Didn't read the entire article due to quickly findable glaring issues of quality, yes.

> People frequently die, or get sicker, as they wait their turn in months long queues or lack of supply due to government quotas.

There are often months long waits for here too, try getting a dermatology appointment, we just also have the privilege of paying for it out of pocket as preventative skin care checks are not actually classified as preventative medicine so it counts towards your deductible meaning you have to pay the first $2000.

pay out of pocket is the nature of the system, so it's not really a point.

What would be a good point is a discussion about if want a society where the people who pay for a procedure get better outcomes, or if we're willing to say to those who pay "You will get a worse outcome because we're also serving those who cannot pay. This comes down to cultural values and ethics.

Again, you are ignoring that healthcare outcomes in Canada are generally the same or better and that wait times exist in both systems. [1]

[1] https://www.ncbi.nlm.nih.gov/pmc/articles/PMC2801918/

> "You will get a worse outcome because we're also serving those who cannot pay

Vs America where you get a worse outcome due to laborynthian beuracratic rent seeking.

Sounds terrible for Canadians to be forced to make things better for poor people if they want to improve things for themselves.

> People frequently die, or get sicker, as they wait their turn

This also happens in the US. Plus, if you do happen to get care you can go bankrupt!

>when their MBAs come in an consult about how to reduce costs.

The US is far far past this point already.

Your experience with the Canadian system is going to vary greatly depending on the kind of care you require and where you are. Frankly, the same is true in the US.

> their MBAs come in an consult about how to reduce costs

You don’t think the big health insurance companies in the US do the same thing?
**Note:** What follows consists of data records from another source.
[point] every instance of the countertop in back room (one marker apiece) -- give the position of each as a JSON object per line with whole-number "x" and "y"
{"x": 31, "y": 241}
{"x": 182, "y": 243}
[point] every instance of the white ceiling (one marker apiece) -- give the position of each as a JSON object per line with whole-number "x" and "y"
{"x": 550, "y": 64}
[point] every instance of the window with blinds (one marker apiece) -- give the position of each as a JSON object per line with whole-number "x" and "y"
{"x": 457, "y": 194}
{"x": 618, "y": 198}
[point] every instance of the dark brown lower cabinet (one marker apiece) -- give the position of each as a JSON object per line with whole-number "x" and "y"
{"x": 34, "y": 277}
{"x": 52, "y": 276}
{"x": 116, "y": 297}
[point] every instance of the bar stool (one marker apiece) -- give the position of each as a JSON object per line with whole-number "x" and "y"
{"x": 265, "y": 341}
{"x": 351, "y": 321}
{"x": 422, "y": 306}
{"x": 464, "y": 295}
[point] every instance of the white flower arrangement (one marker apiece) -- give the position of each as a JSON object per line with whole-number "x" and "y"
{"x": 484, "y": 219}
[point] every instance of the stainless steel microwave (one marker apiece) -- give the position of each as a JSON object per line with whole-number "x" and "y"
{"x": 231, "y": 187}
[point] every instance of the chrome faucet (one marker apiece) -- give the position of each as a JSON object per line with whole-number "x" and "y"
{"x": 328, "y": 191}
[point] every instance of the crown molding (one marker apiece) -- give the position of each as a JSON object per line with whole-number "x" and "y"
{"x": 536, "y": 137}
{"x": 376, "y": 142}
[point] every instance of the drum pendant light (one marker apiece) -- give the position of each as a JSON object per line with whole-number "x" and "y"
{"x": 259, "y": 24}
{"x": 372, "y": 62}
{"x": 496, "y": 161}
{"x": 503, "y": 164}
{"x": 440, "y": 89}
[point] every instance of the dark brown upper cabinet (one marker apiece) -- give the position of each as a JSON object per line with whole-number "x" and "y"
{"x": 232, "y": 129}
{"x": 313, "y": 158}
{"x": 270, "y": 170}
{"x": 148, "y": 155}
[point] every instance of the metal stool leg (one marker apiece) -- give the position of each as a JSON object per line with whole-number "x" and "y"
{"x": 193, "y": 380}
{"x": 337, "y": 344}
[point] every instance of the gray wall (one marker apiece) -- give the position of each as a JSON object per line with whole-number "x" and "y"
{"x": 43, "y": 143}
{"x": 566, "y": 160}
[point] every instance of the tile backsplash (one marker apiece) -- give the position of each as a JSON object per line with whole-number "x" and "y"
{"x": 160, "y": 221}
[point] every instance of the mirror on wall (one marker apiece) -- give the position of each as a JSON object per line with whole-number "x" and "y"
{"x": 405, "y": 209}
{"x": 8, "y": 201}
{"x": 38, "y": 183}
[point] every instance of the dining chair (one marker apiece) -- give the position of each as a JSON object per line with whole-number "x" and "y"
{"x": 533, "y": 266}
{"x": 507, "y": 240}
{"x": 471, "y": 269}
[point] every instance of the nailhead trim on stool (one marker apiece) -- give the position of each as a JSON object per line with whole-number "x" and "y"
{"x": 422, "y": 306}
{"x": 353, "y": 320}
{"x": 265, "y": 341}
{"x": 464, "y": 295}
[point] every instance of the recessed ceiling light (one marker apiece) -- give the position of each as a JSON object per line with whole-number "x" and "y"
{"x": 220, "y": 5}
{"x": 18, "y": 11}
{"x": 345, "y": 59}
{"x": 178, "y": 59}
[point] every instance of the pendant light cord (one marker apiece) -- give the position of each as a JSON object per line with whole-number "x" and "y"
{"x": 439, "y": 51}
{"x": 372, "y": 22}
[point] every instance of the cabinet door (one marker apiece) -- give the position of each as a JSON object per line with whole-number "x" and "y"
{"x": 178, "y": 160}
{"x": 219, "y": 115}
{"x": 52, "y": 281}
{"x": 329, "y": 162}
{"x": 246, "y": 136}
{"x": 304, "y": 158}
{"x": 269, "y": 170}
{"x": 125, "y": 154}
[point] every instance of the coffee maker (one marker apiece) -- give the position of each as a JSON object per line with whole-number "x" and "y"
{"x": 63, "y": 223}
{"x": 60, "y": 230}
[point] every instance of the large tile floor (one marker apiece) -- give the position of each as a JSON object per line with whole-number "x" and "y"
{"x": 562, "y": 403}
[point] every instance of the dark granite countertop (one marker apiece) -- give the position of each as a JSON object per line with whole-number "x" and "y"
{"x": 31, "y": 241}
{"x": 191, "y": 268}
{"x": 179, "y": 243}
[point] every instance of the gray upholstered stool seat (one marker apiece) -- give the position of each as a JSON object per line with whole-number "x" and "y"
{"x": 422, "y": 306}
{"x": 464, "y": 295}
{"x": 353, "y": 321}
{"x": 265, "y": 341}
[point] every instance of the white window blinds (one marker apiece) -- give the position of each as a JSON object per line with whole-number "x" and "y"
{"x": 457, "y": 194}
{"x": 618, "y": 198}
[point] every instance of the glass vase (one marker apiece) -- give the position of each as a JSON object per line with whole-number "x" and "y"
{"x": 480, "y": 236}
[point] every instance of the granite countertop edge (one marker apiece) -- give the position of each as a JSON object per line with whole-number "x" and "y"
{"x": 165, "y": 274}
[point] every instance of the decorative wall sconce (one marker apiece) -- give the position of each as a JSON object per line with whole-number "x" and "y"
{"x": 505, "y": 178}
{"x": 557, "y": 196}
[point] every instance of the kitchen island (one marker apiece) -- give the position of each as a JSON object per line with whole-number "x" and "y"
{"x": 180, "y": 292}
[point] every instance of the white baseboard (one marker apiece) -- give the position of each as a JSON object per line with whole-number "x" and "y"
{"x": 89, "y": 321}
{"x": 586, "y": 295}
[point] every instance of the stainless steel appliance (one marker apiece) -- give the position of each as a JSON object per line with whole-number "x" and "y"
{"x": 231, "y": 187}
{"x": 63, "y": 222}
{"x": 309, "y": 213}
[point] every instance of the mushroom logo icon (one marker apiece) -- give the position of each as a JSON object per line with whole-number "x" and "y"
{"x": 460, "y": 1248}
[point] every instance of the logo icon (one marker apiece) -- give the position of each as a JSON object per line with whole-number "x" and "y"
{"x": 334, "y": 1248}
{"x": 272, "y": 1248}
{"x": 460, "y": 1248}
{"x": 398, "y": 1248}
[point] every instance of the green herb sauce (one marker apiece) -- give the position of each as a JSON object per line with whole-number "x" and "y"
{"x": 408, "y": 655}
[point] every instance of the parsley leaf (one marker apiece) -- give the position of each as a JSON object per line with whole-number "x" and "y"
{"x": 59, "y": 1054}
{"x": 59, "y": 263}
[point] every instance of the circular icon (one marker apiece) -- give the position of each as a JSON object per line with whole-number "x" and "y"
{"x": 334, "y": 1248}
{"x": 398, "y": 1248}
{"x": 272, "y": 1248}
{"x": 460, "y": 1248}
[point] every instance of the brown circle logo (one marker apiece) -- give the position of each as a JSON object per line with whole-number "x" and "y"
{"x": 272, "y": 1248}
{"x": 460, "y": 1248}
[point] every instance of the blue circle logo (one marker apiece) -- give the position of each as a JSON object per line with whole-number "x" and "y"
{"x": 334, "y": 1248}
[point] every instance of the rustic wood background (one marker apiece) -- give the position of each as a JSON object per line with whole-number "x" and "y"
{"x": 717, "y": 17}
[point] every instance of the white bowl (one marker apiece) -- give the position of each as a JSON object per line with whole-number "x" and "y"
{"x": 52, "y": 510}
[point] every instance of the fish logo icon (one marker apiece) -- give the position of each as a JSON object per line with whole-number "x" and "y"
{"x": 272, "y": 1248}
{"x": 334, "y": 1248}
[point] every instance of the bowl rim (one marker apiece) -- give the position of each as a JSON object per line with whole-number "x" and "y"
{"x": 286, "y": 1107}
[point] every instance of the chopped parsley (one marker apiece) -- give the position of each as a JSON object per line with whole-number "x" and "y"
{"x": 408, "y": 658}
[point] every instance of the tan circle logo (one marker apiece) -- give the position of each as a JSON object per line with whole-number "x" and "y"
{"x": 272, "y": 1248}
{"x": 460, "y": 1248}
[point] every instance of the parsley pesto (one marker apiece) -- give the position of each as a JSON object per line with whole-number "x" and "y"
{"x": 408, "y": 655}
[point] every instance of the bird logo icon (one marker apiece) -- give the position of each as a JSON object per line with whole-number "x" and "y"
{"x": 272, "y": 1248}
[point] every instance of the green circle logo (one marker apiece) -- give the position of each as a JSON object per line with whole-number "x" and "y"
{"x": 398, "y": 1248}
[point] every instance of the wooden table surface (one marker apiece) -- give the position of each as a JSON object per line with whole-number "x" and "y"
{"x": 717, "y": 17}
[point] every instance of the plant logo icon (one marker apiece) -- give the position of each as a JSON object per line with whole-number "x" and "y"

> You don’t think the big health insurance companies in the US do the same thing?

To the multiple peers who point out the US uses MBAs too. I'm pointing out that both systems use MBAs and come to the same conclusions such as "We can save n% by using n-1% less effective drug."

The US MBAs have figured out that procedures should be expensive. The health insurance industry as a whole would rather collect 15% of trillions spent than 15% of billions spent.